Margaret Talbot in The New Yorker:
Anthony Comstock may be the only man in American history whose lobbying efforts yielded not only the exact federal law he wanted but the privilege of enforcing it to his liking for four decades. Given that Comstock never held elected office and that the highest appointed position he occupied in government was special agent of the Post Office, this was an extraordinary achievement—and a reminder of the ways that zealots have sometimes slipped past the sentries of American democracy to create a reality that the rest of us must live in. Comstock was an anti-vice crusader who worried about many of the things that Americans of a similar moral and religious cast worried about in the late nineteenth century: the rise of the so-called sporting press, which specialized in randy gossip and user guides to local brothels; the phenomenon of young men and women set loose in big cities, living, unsupervised, in cheap rooming houses; the enervating effects of masturbation; the ravages of venereal disease; the easy availability of contraceptives, such as condoms and pessaries, and of abortifacients, dispensed by druggists or administered by midwives. But Comstock railed against all these things more passionately than most of his contemporaries did, and far more effectively.

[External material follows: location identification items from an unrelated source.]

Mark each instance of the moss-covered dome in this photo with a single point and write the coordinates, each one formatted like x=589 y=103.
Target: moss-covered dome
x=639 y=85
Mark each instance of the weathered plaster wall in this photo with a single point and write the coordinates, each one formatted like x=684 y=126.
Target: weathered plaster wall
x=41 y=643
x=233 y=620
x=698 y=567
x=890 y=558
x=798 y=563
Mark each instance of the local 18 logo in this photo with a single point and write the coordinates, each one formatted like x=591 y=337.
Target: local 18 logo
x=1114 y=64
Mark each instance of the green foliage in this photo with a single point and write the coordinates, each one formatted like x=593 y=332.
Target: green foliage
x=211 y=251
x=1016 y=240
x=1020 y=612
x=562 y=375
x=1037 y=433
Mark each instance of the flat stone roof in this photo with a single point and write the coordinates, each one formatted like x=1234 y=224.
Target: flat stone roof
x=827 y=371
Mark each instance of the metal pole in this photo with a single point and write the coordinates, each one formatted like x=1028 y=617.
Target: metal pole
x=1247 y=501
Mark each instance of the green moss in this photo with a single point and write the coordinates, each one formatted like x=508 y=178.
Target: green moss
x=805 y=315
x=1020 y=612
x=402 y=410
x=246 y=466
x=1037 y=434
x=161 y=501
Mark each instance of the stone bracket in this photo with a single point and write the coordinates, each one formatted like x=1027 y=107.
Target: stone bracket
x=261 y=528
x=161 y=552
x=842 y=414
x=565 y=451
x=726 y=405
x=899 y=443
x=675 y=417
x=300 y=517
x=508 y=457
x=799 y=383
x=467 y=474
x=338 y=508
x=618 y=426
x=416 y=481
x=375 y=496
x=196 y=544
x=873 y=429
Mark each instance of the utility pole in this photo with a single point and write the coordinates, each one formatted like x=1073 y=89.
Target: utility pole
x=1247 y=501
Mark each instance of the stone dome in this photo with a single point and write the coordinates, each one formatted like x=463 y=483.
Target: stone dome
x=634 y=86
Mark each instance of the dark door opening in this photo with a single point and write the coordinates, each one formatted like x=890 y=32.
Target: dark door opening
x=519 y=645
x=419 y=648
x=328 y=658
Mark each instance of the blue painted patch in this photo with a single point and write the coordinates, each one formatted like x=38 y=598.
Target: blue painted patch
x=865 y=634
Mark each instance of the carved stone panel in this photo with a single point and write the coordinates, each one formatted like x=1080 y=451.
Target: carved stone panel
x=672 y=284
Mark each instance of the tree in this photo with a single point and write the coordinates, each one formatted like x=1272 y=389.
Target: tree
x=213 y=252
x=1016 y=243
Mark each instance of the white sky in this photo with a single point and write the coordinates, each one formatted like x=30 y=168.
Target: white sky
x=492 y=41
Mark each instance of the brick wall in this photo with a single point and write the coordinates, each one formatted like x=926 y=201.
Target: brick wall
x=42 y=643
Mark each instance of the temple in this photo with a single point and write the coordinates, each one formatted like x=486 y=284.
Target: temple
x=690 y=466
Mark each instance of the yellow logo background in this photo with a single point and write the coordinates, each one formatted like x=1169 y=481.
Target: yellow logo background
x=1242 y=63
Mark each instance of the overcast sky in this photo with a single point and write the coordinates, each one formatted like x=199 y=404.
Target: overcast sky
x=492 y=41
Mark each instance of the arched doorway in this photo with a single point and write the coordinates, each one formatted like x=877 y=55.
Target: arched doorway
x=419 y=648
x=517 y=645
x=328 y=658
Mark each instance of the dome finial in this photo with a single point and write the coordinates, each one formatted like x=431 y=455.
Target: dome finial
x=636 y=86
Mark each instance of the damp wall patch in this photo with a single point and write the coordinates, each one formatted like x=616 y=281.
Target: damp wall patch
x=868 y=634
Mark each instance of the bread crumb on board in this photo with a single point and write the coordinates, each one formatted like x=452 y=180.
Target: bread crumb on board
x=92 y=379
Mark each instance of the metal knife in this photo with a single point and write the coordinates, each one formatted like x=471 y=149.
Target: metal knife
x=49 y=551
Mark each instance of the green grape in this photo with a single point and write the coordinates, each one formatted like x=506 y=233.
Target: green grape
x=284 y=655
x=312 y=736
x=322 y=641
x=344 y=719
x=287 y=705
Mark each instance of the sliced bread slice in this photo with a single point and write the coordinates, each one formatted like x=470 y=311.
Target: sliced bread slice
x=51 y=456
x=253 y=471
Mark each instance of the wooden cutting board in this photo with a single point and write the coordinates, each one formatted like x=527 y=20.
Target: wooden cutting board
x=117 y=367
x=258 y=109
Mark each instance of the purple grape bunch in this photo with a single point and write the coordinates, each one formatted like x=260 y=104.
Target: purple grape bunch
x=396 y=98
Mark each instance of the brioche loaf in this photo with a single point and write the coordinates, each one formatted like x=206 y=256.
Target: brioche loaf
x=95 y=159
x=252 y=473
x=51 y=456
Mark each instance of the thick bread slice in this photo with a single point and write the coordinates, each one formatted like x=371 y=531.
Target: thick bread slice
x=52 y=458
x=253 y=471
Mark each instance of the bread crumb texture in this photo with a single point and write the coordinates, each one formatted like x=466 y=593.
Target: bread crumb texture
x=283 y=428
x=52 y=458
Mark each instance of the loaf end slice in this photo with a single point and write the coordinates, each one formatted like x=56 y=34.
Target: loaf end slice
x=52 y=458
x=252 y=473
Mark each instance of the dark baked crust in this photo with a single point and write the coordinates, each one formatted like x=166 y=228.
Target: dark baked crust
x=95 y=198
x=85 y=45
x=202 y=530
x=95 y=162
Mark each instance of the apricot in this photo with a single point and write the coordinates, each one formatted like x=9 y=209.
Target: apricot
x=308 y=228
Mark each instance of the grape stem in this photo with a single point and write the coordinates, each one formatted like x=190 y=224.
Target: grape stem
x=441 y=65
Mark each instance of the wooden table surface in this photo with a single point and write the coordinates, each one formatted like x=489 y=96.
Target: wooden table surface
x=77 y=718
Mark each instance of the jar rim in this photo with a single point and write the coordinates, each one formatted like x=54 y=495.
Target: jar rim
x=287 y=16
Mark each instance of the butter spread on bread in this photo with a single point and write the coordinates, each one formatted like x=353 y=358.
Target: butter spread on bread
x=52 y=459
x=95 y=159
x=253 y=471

Nassau Street, at the lower tip of Manhattan, was a particular horror to him—a groaning board of Boschian temptations. As Amy Sohn details in her fascinating book “The Man Who Hated Women: Sex, Censorship & Civil Liberties in the Gilded Age” (Farrar, Straus & Giroux), when Comstock arrived in New York as a young man, just after the Civil War, he was appalled to see an open market in sex toys and contraceptive devices (both often hawked as “rubber goods”), along with smutty playing cards, books, and stereoscopic images. At the wholesale notions establishment where he held a job, Comstock lamented that the young men he worked with were “falling like autumn leaves about me from the terrible scourges of vile books and pictures.”
More here.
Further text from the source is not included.